If you’re a young person striving to find yourself, chances are you’ve experienced love and heartbreak. So has 19-year-old singer-songwriter Jenna Raine, who uses her storytelling and singing abilities to share her perspective on both experiences. “My goal is to provide lyrics and music that will be such a safe space for people that they feel they can heal from the situation that’s going on in their life, whatever it is,” Raine shares in an exclusive interview with Her Campus.
Raine is a rising superstar who has already achieved success on TikTok with her trending song “see you later (ten years).” On May 5, Raine released her highly anticipated EP Big Dumb Heart, Chapter 1, which consists of five tracks that delve into vulnerable moments from her past — particularly her awkward years in high school. “We’re going back in time and [into] how I felt in high school. It’s kind of the start of my story,” she says. Below, Raine takes Her Campus through Big Dumb Heart, Chapter 1 track by track and discusses the story behind each song.
- Crickets
-
The first track, “Crickets,” is a soft pop song about a close relationship that is slowly failing. The lyrics are open to interpretation. Still, Raine says her inspiration came not from her own experience, but rather from the perspective of a close friend. “I wrote ‘Crickets’ based off a time in high school where my guy best friend told me he was in love with me, and I did not feel the same way,” Raine admits. “I felt really bad and I understood where he may have gotten the idea of it. I don’t think I led him on at all, but … we were best friends for two years. So I wrote a song from his perspective and how he felt about it.”
The song embraces the emotions that come after experiencing a loss, whether that’s a friendship split, a breakup, or simply grieving what you once had. “It’s a really sad thing to feel them just be stripped from your life instantly. And I think that this song really captures that moment.”
- Stupid Cupid
-
Fans of Raine were able to hear the first single and second track from Big Dumb Heart, Chapter 1, “Stupid Cupid,” as early as March, but what they may not be aware of is the story behind it: Raine and her boyfriend entering a long-distance relationship. “I [talked] to the writer about it and I was like, ‘I’m just so terrified,’” she shares. “We wrote ‘Stupid Cupid’ and applied the idea of fear in a long-distance relationship.
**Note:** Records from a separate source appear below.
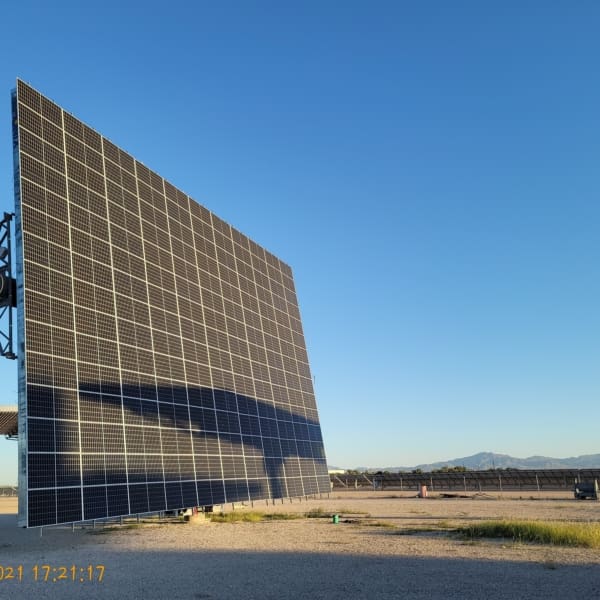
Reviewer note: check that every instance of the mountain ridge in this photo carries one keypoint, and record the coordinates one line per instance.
(492, 460)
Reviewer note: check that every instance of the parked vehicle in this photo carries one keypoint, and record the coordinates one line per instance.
(586, 489)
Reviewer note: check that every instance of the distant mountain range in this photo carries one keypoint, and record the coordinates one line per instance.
(490, 460)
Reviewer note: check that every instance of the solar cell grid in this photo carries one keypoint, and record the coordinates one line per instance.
(164, 361)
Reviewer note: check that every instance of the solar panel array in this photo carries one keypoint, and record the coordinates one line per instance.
(164, 364)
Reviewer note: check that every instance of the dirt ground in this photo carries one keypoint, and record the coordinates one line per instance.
(364, 555)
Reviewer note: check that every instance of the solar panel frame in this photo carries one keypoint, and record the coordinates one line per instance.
(162, 360)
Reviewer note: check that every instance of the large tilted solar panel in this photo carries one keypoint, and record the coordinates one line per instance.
(162, 360)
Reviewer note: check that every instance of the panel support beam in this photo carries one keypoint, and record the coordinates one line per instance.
(8, 288)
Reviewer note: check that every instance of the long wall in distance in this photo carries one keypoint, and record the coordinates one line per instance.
(162, 362)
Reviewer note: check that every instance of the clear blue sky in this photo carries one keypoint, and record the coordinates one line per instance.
(431, 171)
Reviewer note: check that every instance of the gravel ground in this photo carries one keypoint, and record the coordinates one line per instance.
(313, 558)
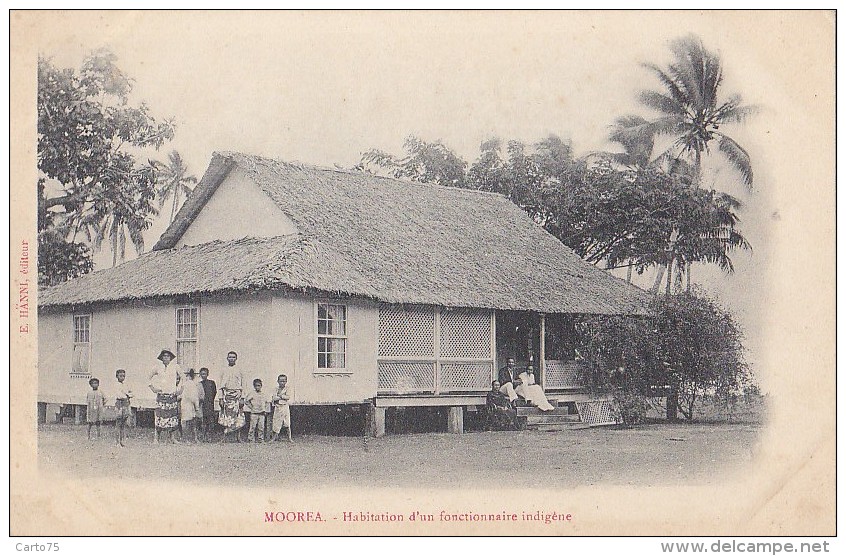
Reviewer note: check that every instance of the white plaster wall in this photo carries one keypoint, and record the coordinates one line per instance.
(122, 337)
(296, 318)
(238, 208)
(272, 333)
(241, 324)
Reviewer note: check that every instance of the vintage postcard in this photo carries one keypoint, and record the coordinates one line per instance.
(293, 273)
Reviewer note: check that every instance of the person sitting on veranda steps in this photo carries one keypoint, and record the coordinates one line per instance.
(526, 387)
(499, 413)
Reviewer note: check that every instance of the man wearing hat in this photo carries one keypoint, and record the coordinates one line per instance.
(165, 382)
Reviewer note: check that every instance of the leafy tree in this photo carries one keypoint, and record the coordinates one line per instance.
(689, 347)
(59, 259)
(90, 178)
(691, 113)
(173, 181)
(431, 162)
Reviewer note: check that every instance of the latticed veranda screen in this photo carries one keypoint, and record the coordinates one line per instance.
(434, 350)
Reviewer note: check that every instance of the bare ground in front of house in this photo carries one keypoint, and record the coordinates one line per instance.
(656, 454)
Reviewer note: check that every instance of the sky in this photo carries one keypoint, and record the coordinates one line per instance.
(322, 88)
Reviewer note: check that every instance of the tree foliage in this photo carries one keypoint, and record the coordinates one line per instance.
(689, 111)
(174, 182)
(91, 179)
(691, 345)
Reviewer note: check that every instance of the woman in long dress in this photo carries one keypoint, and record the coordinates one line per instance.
(532, 391)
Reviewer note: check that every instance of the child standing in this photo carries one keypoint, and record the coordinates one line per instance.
(256, 403)
(96, 401)
(281, 410)
(189, 407)
(122, 396)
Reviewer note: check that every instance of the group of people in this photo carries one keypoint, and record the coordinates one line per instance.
(503, 398)
(96, 406)
(187, 405)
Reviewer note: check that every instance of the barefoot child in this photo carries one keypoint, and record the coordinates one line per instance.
(189, 407)
(281, 410)
(122, 396)
(96, 401)
(256, 403)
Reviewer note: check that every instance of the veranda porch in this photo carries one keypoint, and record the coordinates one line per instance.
(445, 357)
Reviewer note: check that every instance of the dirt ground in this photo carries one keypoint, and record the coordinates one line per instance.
(655, 454)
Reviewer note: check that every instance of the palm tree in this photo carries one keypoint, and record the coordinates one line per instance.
(173, 182)
(691, 113)
(122, 212)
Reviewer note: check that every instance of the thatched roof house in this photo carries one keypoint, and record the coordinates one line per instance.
(362, 235)
(358, 287)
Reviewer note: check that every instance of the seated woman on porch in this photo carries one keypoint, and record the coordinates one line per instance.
(500, 414)
(532, 391)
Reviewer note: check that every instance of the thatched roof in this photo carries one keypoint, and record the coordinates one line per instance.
(362, 235)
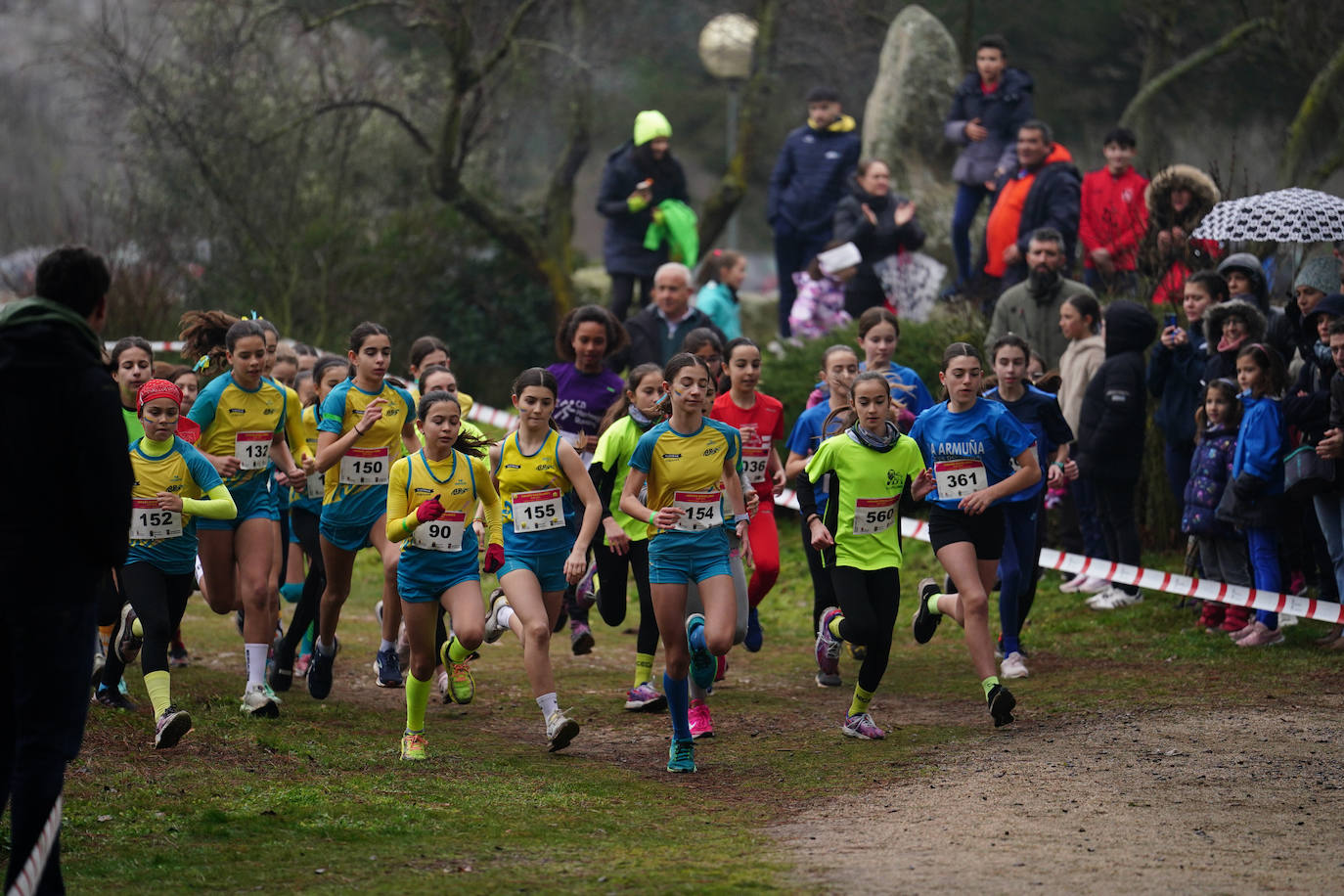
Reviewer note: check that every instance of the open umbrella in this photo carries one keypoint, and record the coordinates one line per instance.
(1293, 215)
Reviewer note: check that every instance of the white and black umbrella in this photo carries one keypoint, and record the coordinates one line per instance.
(1293, 215)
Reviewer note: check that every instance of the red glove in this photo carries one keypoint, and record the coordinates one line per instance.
(430, 510)
(493, 558)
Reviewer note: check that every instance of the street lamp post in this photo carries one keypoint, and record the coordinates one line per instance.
(726, 47)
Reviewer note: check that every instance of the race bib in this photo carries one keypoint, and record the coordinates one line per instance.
(444, 533)
(252, 450)
(365, 467)
(959, 478)
(151, 524)
(755, 461)
(538, 511)
(700, 511)
(874, 515)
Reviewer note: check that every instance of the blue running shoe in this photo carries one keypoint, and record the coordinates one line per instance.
(703, 664)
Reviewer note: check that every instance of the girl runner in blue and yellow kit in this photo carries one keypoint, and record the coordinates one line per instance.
(175, 485)
(430, 499)
(687, 463)
(365, 424)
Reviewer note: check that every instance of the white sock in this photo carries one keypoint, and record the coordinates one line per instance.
(255, 654)
(550, 704)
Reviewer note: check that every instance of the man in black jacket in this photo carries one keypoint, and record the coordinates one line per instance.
(64, 524)
(1110, 438)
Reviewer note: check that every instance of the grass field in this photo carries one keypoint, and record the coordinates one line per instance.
(319, 798)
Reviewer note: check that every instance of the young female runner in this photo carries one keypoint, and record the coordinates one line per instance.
(872, 467)
(687, 463)
(839, 368)
(535, 470)
(624, 547)
(365, 424)
(430, 499)
(759, 420)
(175, 484)
(243, 421)
(970, 443)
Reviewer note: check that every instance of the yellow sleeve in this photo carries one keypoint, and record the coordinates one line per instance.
(398, 522)
(218, 504)
(489, 503)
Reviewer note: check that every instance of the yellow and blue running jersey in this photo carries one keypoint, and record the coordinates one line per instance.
(180, 470)
(686, 470)
(356, 485)
(536, 493)
(237, 422)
So it’s all hypothetical — the breakup isn’t what I went through, but it was my overthinking brain in a song.”
The song centers on a person who doesn’t want a relationship to end even after it has failed. Towards the last chorus, the instrumental shifts to a pop-rock sound, portraying the sorrow and intensity of a broken heart. “Stupid Cupid, why’d you do me like that?” says the song’s chorus. “Why’d you send me someone I can’t have?”
“I met my boyfriend before we started dating. We were a thing, and then we weren’t,” Raine says. “And that was really hard because I was like, ‘This is the guy that I could see myself with.’ But the timing wasn’t lining up. I know a lot of people don’t stand by that saying, but I [have] experienced that in my own life.”
- Fade AWAY
-
On“Fade Away,” Raine sings about a person leaving or not being mentally present in a relationship, causing the relationship to deteriorate. She correlates the lyrics to a moment she experienced with her current boyfriend when they separated briefly. “[The song] is how I felt when my boyfriend and I weren’t a thing anymore. It was really hard,” she admits. “And this is kind of the same thing that I went [through] with my guy best friend. When they were stripped [from] my life, it was like, ‘How did you just let go of me so easily?’”
- She’s There
-
“She’s There” provides insight into the mind of a people pleaser. Plenty of Gen Zers struggle with putting others ahead of themselves, and Raine understands this all too well. “It’s what I felt all throughout high school. I was the most joyful and happy out of my friend group, and I was the one who would give the advice that people took,” she says. “I think I put a lot of people in my life who emotionally drained me and I didn’t understand how draining it was until I graduated.”
Raine acknowledges that she still struggles with a people-pleasing mentality. However, she’s gained valuable experience in overcoming it. “One thing that I just learned was, sadly, to love people from a distance.”
- Bad Hearts
-
The EP concludes with “Bad Hearts,” a poignant track about the hardships of a breakup when the other person is easily able to move on. “We actually wrote this song originally as a ballad and it’s about [my] friend when she was [in an] on-and-off [again] relationship. I wrote it as a testament to her and who she is because she was a phenomenal person, a phenomenal girlfriend,” Raine shares. “It [made] me so sad to see that she was in such a terrible relationship and so I wanted to write a song encouraging her to move on.”
Raine’s major objective with Big Dumb Heart, Chapter 1 is for listeners to relate to and learn from her music. “It’s [the end of a] chapter, but also the start of a new chapter, which is just telling my whole entire story,” she says. “So, at the moment, I’m writing songs that represent what I’m going through right now [and] what I think I’m going to be in the future.”